Clifford McWatt

Personal information
- Full name: Clifford Aubrey McWatt
- Born: 1 February 1922 Georgetown, British Guiana
- Died: 20 July 1997 (aged 75) Ottawa, Canada
- Batting: Left-handed
- Role: Wicket-keeper

International information
- National side: West Indies;

Career statistics
| Competition | Tests | First-class |
| Matches | 6 | 41 |
| Runs scored | 202 | 1,673 |
| Batting average | 28.85 | 28.84 |
| 100s/50s | 0/2 | 2/7 |
| Top score | 54 | 128 |
| Balls bowled | 24 |  |
| Wickets | 1 | 2 |
| Bowling average | 16.00 | 52.50 |
| 5 wickets in innings | 0 | 0 |
| 10 wickets in match | 0 | 0 |
| Best bowling | 1/16 | 1/16 |
| Catches/stumpings | 9/1 | 45/6 |
- Source: Cricinfo

= Cliff McWatt =

West Indian cricketer (1922–1997)

Clifford Aubrey McWatt (1 February 1922 – 20 July 1997) was a West Indian cricketer who played in six Tests in 1954 and 1955.

A wicket-keeper and useful lower-order batsman, McWatt made 54 and 36 not out against England on his Test debut in the First Test in Kingston in 1953–54, sharing seventh-wicket partnerships of 88 in the first innings with Gerry Gomez and 90 (unbroken) in the second innings with Everton Weekes.

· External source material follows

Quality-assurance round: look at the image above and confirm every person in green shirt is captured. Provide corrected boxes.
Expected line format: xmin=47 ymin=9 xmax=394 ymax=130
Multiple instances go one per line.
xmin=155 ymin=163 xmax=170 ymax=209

West Indies won easily. He played all five Tests in that series. The next season, he replaced Alfred Binns for the Second Test against Australia before being replaced in turn by Clairmonte Depeiaza for the Third Test.

He played for British Guiana from 1943–44 to 1956–57, and toured India, Pakistan and Ceylon in 1948–49 as the reserve wicket-keeper with the West Indian team. His highest first-class score was 128, for British Guiana against Trinidad in 1953–54.

McWatt moved to Canada in 1986, where he died on 20 July 1997 as a result of a car crash.